The present study, therefore, has several advantages over previous ones. It directly compared costs between breast cancer cases and a matched control group, allowing a determination of disease-attributable cost. It also presented first-year cost rather than lifetime cost. Annual costs are important for comparing breast cancer economic burden to that of other diseases. In contrast, lifetime costs support comparisons between different breast cancer treatment protocols. They also indicate classes of patients needing improved therapeutic interventions. Additionally, the present study population could have more patients with longer follow-up data than others because MarketScan data collect patient records as long as they stay with an employer, regardless of switches in health plans.
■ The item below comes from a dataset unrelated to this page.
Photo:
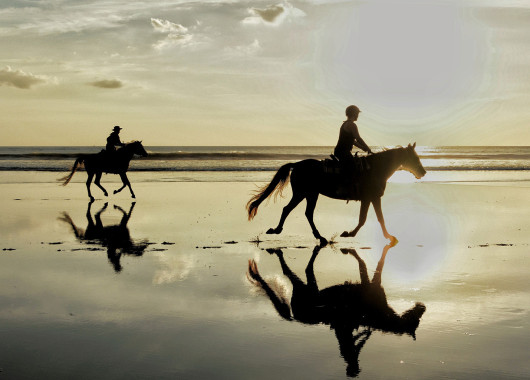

A limitation of the study is that it included only women with private employer-based health insurance. There were no women in the study with individual health plans, government employee insurance, non-supplemental Medicare, or Medicaid, so the present sample was not representative of the entire US breast cancer population. Second, important covariates were missing from the MarketScan data. These include race/ethnicity, education, income, and stage of disease. Such uncontrolled covariates may have confounded the findings reported here. In particular, there is considerable variation in breast cancer stage among recently diagnosed patients, and this difference may affect costs. Future research is needed to understand the impact of disease stage on cost in recently diagnosed patients. Third, the 6-month baseline period may not be long enough to ensure that patients are truly newly diagnosed. Due to the nature of the disease, however, most patients with pre-existing breast cancer would have presented a breast cancer-related claim during the 6 months before the index date. Finally, future research is needed to examine the detailed health utilization after the index diagnosis; for example, the utilization components of the identified expensive outpatient cost.

Conclusions

Results of our study show that the first-year incremental healthcare cost associated with breast cancer diagnoses are roughly $40,000 per patient, with most of the added cost incurred in outpatient settings. This study was conducted within a privately-insured population. Generalization of the findings should take precautions also because of the lack of information on breast cancer stage and sub-type. Further expansion of this study population and a better knowledge of its characteristics would refine the present findings and make them more applicable to the general US population.

Transparency

Declaration of funding

This study was supported by Sanofi-Aventis U.S. Both authors participated in the study design, data collection, interpretation, and writing of the manuscript.

Declaration of financial/other relationships

A.Z.F. received sponsorship from Sanofi-Aventis; M.J. is an employee of Sanofi-Aventis U.S.

Acknowledgments

Editorial support was provided by David Pechar, PhD, at Phase Five Communications Inc. and funded by Sanofi-Aventis U.S.

This study was previously presented at the Annual Meeting of the American Society of Clinical Oncology (ASCO) in Chicago, IL, June 4–8, 2010.